Re: Another way to get around automated bots
by kelan (Deacon) on May 05, 2004 at 14:37 UTC

    I've played around with something like this before, and indeed I think it's pretty cool, and can be done with any image. The one big downside is that the "size" of the image, in terms of downloading it, is much larger than the image you're replacing. With a gzip enabled server, that might not be so bad however.

    On the other hand, although this is a cool hack, I really hope it doesn't catch on. I usually browse the web with images off so I can skip the annoying advertisements that represent probably 80% of web images nowadays. With this technique, there's no good way to turn it off except to disabled displaying divs. And that would probably be a nightmare. I could see unscrupulous advertisers using this technique to get around image blocking and such.

    PS. For some fun playing around with this for any random image, download bmp2html. You can modify the source to spit out colored divs, like your program does, instead of colored ASCII characters.

        In that article it mentions a sample image, col53-fig.gif. Is that available somewhere? I'm curious to see the final output, but I'm too lazy to install ImageMagick and GD :)
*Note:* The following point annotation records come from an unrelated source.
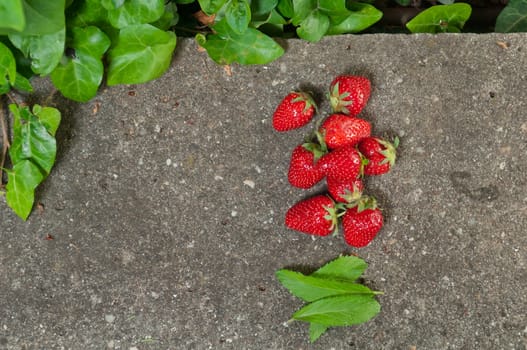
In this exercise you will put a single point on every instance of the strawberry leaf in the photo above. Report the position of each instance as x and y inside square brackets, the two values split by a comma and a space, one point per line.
[345, 268]
[340, 310]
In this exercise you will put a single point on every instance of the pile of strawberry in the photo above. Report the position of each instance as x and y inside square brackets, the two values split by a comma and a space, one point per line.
[341, 150]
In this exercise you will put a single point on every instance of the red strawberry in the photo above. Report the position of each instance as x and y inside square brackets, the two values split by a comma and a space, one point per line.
[304, 170]
[342, 130]
[315, 216]
[295, 111]
[362, 223]
[381, 154]
[342, 164]
[345, 192]
[349, 94]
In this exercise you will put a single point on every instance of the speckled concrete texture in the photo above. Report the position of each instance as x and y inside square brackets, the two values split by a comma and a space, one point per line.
[166, 205]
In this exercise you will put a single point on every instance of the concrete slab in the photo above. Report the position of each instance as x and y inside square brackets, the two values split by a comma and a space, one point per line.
[167, 201]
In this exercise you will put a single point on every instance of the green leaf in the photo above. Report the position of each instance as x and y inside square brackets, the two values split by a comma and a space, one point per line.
[22, 83]
[313, 27]
[49, 117]
[262, 7]
[285, 7]
[7, 66]
[315, 331]
[251, 47]
[43, 16]
[45, 51]
[211, 6]
[78, 77]
[142, 53]
[342, 310]
[134, 12]
[32, 141]
[12, 16]
[513, 18]
[21, 183]
[347, 268]
[441, 18]
[238, 15]
[311, 288]
[360, 17]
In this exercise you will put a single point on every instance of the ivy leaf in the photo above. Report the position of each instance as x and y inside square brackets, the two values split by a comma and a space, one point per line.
[361, 16]
[313, 27]
[43, 16]
[142, 53]
[238, 15]
[251, 47]
[32, 141]
[211, 6]
[78, 77]
[134, 12]
[20, 189]
[309, 288]
[12, 16]
[49, 117]
[513, 18]
[7, 66]
[341, 310]
[346, 267]
[44, 51]
[441, 19]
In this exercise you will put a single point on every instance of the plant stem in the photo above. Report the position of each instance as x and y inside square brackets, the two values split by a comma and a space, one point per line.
[5, 140]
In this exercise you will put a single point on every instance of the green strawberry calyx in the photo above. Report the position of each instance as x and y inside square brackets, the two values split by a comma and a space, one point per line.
[307, 98]
[389, 151]
[339, 102]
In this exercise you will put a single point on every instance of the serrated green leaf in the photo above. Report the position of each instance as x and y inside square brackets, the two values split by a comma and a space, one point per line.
[90, 40]
[211, 6]
[313, 27]
[361, 16]
[22, 83]
[20, 189]
[286, 9]
[142, 53]
[45, 51]
[49, 117]
[441, 19]
[238, 15]
[513, 18]
[346, 268]
[262, 7]
[341, 310]
[310, 288]
[79, 77]
[12, 16]
[32, 141]
[315, 331]
[134, 12]
[251, 47]
[43, 16]
[7, 66]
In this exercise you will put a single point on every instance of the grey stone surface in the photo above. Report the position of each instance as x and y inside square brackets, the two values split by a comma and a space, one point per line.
[166, 206]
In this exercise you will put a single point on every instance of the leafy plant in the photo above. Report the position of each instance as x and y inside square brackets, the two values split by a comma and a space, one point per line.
[441, 19]
[334, 297]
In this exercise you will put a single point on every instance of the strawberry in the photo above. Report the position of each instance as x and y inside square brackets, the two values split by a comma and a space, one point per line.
[362, 222]
[345, 191]
[340, 130]
[295, 111]
[380, 153]
[342, 164]
[304, 170]
[349, 94]
[315, 215]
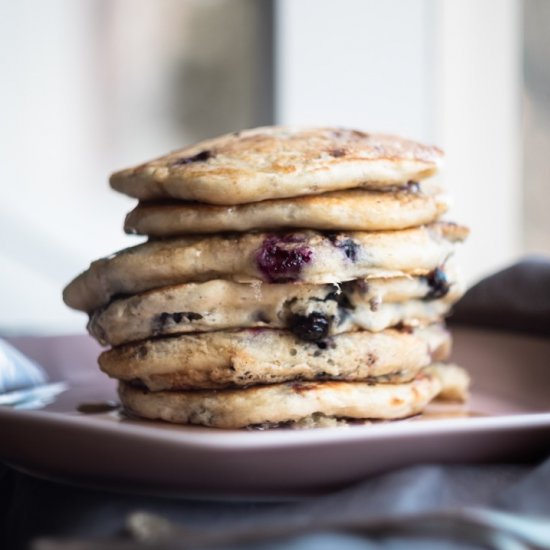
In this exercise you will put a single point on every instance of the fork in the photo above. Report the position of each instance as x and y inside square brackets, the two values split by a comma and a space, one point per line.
[23, 382]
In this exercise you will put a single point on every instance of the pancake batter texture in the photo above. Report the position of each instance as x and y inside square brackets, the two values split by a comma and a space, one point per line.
[292, 277]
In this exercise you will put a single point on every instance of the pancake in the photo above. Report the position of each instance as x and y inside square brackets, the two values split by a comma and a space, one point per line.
[214, 360]
[306, 257]
[353, 210]
[279, 162]
[311, 312]
[288, 402]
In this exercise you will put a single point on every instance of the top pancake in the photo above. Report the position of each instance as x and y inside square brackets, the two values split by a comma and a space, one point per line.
[279, 162]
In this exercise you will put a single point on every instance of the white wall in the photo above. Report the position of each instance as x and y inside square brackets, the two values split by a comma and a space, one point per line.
[442, 71]
[359, 63]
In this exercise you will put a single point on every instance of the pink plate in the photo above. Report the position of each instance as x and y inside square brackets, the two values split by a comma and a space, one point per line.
[507, 419]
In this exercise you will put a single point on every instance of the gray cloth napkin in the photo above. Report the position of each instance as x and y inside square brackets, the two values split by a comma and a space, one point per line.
[516, 299]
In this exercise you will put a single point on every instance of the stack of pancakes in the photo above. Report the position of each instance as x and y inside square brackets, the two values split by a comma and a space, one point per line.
[291, 277]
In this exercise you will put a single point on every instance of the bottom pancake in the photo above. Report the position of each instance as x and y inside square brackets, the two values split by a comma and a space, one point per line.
[295, 401]
[216, 360]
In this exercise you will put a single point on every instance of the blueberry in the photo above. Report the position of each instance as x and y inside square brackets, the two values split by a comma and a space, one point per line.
[165, 319]
[439, 284]
[348, 246]
[199, 157]
[281, 259]
[312, 328]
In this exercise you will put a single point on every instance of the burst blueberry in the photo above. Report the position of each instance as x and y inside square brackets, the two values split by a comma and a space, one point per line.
[281, 259]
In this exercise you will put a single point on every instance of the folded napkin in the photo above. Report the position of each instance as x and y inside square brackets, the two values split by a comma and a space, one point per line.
[422, 507]
[517, 298]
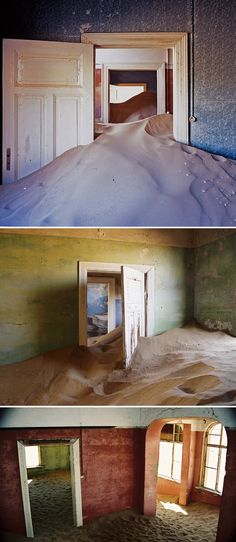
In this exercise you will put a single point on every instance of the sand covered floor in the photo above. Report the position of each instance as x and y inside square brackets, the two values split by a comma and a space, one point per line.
[134, 174]
[198, 525]
[183, 366]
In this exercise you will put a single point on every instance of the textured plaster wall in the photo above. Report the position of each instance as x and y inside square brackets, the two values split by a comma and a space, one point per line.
[38, 303]
[118, 486]
[211, 24]
[214, 76]
[55, 457]
[215, 284]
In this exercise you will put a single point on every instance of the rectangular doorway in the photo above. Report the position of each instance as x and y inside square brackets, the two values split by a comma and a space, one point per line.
[50, 484]
[123, 296]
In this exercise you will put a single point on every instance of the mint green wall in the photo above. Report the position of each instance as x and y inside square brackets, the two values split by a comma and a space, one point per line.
[215, 284]
[38, 301]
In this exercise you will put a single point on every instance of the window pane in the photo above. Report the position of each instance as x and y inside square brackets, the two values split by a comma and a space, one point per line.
[222, 470]
[165, 459]
[210, 478]
[176, 473]
[214, 439]
[32, 456]
[178, 452]
[216, 429]
[212, 457]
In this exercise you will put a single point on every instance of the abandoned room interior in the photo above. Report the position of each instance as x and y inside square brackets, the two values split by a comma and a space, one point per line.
[118, 316]
[146, 85]
[118, 474]
[118, 271]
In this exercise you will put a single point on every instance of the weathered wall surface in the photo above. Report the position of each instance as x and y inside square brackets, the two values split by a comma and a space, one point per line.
[117, 486]
[214, 79]
[215, 284]
[212, 25]
[38, 305]
[55, 457]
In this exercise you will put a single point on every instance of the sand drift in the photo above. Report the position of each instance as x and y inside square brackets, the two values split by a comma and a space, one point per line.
[134, 174]
[183, 366]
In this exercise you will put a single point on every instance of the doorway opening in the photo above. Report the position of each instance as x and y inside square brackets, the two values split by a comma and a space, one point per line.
[132, 84]
[115, 296]
[50, 483]
[163, 52]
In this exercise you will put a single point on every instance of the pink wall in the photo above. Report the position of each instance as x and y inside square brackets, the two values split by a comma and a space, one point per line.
[112, 465]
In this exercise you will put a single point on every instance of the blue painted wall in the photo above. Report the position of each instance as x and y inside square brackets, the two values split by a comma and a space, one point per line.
[211, 23]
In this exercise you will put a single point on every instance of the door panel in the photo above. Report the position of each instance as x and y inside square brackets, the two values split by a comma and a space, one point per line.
[47, 102]
[133, 310]
[76, 483]
[25, 489]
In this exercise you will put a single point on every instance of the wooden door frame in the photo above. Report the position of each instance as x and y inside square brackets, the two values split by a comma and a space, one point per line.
[178, 41]
[75, 483]
[107, 267]
[134, 66]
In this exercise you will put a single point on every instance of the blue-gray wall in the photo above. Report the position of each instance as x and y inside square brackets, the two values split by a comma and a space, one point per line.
[210, 23]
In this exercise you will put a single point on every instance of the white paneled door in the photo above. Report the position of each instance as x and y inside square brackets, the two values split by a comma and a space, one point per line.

Re: Another way to get around automated bots
by Anonymous Monk on May 06, 2004 at 07:59 UTC

    Whatever it is, it doesn't work in Opera 7.23 on Windows... I can't read anything in that, on both your static and dynamic pages. And zooming in doesn't help either. What gives?

      Since I don't have Opera on any of my machines, I didn't test it on that (at the end of the write up that the link points to, I note that I only tested it on a limited set of browsers).

      The fellow that created the CSS Pencils test also noted to me that it doesn't work in Opera. It is some bug in the way I did the CSS, but it doesn't mean that it won't work at all - just takes some tweaking.

      But yes, if your browser won't render the DIVs correctly, then you sure aren't going to see much of anything useful.